How to perform multiple window aggregation with update in Flink?

953 views Asked by At

I have a use case wherein I'm receiving a stream of events containing different sets of information and want to perform aggregations on them. For each of these aggregations, there are multiple tumbling windows which are needed eg: Daily, Weekly, Monthly, Yearly etc.
The aggregations initially are basic addition of the counts seen but could later be some analytics/joins handling across these events. So if an event A comes once everyday and another event B comes once every week, the result would be something like this:

Daily
     A: 1
     B: 1 (Only for the day it was received)
Weekly
     A: 7
     B: 1
Monthly
     A: 30 (30 day month)
     B: 4 (5 in some cases)
Yearly
     A: 365
     B: 52 (53 in some cases)

The usecase is only around tumbling windows and not sliding windows and I'm looking at how to implement this usecase. The main problem is that I don't want to wait until the end of the window and want to keep receiving updates every 10 minutes or so.
I took a look at flink and there are some ways we could do it such as using a ProcessWindow function, incremental aggregation, stream slicing, broadcasting state etc. but since I'm pretty new to flink I'm not completely sure on what to use and if there are any pitfalls I'm missing.

Would be great if anyone could help me out.

1

There are 1 answers

0
David Anderson On

The choices for implementing windows on Flink are

  1. Flink SQL
  2. the DataStream Window API
  3. a ProcessFunction

I don't think your requirement to produce updates every 10 minutes is a good fit for SQL.

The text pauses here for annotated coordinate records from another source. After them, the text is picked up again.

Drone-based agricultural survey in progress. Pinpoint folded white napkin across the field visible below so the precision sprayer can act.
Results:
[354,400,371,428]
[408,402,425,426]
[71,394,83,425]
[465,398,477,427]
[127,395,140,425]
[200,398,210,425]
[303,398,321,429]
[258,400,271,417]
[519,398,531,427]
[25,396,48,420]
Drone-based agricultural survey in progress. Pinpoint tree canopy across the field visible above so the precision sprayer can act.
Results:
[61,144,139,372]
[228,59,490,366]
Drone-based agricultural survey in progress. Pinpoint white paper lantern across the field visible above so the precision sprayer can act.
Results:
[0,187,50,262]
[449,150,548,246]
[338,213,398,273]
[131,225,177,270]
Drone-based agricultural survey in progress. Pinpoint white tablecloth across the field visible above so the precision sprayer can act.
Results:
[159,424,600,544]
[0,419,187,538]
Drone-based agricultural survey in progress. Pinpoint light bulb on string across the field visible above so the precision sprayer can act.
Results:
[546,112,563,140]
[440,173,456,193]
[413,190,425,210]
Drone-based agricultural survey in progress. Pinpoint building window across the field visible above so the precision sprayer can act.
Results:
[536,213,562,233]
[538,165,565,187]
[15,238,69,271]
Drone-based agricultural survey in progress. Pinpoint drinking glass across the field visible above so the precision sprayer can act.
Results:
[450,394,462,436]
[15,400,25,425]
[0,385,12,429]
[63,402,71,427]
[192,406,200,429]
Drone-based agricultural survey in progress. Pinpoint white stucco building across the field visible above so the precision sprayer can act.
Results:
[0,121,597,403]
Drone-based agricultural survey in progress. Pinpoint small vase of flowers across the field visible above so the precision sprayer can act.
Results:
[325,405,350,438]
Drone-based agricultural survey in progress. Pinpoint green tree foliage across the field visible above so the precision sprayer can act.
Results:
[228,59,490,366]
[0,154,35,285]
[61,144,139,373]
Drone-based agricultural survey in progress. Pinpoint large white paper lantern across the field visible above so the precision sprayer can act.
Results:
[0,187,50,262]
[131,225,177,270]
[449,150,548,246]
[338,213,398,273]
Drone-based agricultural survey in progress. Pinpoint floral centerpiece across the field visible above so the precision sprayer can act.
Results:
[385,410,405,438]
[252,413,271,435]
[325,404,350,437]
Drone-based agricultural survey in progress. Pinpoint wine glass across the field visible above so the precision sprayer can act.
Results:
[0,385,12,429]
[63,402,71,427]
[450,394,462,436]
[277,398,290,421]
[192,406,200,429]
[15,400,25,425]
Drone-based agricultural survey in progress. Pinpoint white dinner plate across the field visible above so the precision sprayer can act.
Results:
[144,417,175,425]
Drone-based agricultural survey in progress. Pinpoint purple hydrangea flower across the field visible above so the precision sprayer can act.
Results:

As for the Window API, the built-in TimeWindow window assigner doesn't support months and years, and the requirement to product updates every 10 minutes requires a custom Trigger. With enough effort you could overcome these limitations, but I don't think it's worth it.

I would instead implement this using a ProcessFunction. The training that is embedded the Flink docs has an example of how to use a process function to implement tumbling time windows that you can use as a starting point. Extending that example to meet your requirements shouldn't be very difficult.